On the third of June I was sat in front of my PC, wrestling with edits from a recently completed chapter. The document itself was roughly 23,000 words of a developing idea: a WIP I’m currently calling Seagulls from Hell.
The seagulls in my story had just been getting frisky. They’d done something that only the naughtiest seagulls in the world would be likely to do. And I felt as though the story was progressing in exactly the right direction.
SMASHCUT TO BLACK.
The screen died, as did every other electronic device in the house. The silence was sudden, eerie and inescapable. “Powercut,” I muttered. I smiled because I didn’t know those were still a thing. Deciding I was probably wrong I checked the fuse box to see if the safety switch had been activated.
A neighbour came to tell me his daughter had been on the phone to the electricity company and they expected to have the power back up by 9.00pm. I glanced at my PC monitor to see what the time was then, and realised the PC monitor wasn’t working because of the powercut.
It transpired I had two hours so I elected to use that time wisely. My desk had been buried under a mountain of paperwork whilst I went through the process of marking dissertations and exam scripts. I figured it was time to give the office a little TLC. I finished the desk swiftly, cleaned a couple of windows, put away some laundry that had been waiting on me and then read a paperback.
The lights came back on without any ceremony and I sighed with a little relief, switched my PC on and tried to remember where I’d been up to with my Seagulls from Hell.
An error box appeared claiming I was trying access unreadable content. I thought, if this is a criticism of my writing style, Microsoft Word have suddenly become brutal and more than a little hurtful. The error box gave me options to try and, like the well-trained Pavlovian rat that I am, I installed devices that were guaranteed to open my unreadable file and patiently tried each one.
I’m exaggerating a little when I use the word ‘patiently’. The truth is there was a lead weight in my stomach and the idea that I’d lost 23,000 words was making me sweat like a priest in a playground. None of the software downloads worked and, with rising desperation I tried one new fresh alternative after another. When I finally managed to get the corrupted document open the contents were nothing but hieroglyphics and gibberish.
It’s no exaggeration to say I was on the verge of tears.
By a strange coincidence, a pop-up box on my laptop asked me for feedback, wanting to know how likely I would be to recommend Word for Windows. My response was: “Since Word for Windows has just crashed and lost 23,000 words of a story I was writing, I think it’s highly unlikely that I’d recommend this product to someone unless I hate their f***ing guts.”
Then my wife came to the rescue.

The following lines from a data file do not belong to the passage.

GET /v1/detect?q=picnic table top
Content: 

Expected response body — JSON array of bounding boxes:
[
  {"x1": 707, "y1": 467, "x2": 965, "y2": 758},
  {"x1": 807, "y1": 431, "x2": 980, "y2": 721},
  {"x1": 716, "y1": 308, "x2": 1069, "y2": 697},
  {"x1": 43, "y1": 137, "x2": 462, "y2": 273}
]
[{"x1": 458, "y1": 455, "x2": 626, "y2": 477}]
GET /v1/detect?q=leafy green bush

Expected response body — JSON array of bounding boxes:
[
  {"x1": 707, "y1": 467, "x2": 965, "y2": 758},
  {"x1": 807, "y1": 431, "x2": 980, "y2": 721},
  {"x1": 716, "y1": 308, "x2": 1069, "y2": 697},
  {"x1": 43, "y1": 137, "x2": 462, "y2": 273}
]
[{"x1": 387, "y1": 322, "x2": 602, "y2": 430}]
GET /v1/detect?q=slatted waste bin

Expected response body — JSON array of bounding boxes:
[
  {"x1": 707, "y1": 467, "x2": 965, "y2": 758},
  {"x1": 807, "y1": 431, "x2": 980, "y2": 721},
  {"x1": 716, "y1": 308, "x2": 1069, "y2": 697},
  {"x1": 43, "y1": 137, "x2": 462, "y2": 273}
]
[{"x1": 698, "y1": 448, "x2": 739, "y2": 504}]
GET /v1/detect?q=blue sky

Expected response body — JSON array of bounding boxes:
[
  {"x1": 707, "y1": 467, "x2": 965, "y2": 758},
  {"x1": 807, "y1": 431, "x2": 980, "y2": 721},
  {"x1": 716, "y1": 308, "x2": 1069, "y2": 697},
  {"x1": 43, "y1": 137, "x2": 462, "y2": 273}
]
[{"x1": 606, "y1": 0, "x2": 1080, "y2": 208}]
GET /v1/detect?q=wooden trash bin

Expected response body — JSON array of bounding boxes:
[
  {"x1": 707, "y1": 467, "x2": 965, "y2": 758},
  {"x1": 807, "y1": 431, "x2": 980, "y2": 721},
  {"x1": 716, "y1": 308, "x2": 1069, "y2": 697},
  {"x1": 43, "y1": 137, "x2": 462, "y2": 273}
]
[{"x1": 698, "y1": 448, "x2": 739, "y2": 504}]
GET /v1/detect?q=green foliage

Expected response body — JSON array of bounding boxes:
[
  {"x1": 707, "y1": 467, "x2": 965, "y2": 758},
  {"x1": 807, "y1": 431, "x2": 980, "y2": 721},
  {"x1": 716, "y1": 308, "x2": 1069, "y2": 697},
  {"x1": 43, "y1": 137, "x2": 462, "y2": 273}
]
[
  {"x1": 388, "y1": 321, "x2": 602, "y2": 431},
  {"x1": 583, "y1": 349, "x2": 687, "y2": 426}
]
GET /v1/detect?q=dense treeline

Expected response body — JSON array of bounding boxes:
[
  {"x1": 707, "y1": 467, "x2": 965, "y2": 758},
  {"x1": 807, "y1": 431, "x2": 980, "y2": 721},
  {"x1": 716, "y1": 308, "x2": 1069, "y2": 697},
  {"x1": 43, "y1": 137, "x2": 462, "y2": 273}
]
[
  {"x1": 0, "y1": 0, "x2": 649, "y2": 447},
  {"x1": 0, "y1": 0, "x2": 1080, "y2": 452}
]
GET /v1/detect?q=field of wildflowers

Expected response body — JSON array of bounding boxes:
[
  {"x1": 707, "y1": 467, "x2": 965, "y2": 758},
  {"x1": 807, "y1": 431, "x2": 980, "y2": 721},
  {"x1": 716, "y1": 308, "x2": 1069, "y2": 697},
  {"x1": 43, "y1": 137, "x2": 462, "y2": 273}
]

She was calm, patient and just what I needed. I had no backups of Seagulls from Hell. With it being stored on a cloud, I wasn’t even sure I had a copy of the damned file. But she went to the corrupt file and managed to go through the version history. By the time she’d finished her magical computer shenanigans, I was looking at all 23,000 words of my original story. I was still on the verge of tears, but this time they were tears of relief.
And I mention this as a cautionary tale for any writers who are reading this. To be safe, and not have to worry that you’re going to lose a huge chunk of valuable data, you’ve got two options: either regularly back up, or marry someone f***ing awesome like my wife, Tracy.
I guess Tracy is taken, right?
I can thoroughly identify with your panic. I’ve had similar things happen to me. Even though I’m married to a techno-paranoid system administrator, and we have regular backups, and backups of backups, I’ve still occasionally deleted something by mistake that hadn’t yet been saved.
I’ve started a discipline of making a full copy of my WIP in another directory (called Backups) every time I finish writing for the day. Won’t help if the entire disk crashes… but my stupidity in deleting *.* is more likely to be the problem.
Thank f*** for those technos in our lives xxx
I started selling computers for Radio Shack in 1981. So, 40+ years. I’ve been using an old HP Laptop as a capture tool for my media transfer business. Yesterday in the middle of the job the system locked up and required a restart. But it wouldn’t restart. Little light flickered a few seconds and went out. I’m pretty good about backing things up. I use Google Drive. I realized that there were several pieces of WIP that were not backed up.
Luckily, the next day the system had cooled and it restarted and is chugging right along. I immediately backed everything up to my Google Drive and mentally prepared for the day that computer goes to the great data bank in the sky. 🙂
Chaz – I’m not bullshitting you when I say my bowels tightened whilst reading this. I think there’s a chance for a good horror story, or the narrative tension for an erotic story where someone has some compromised data.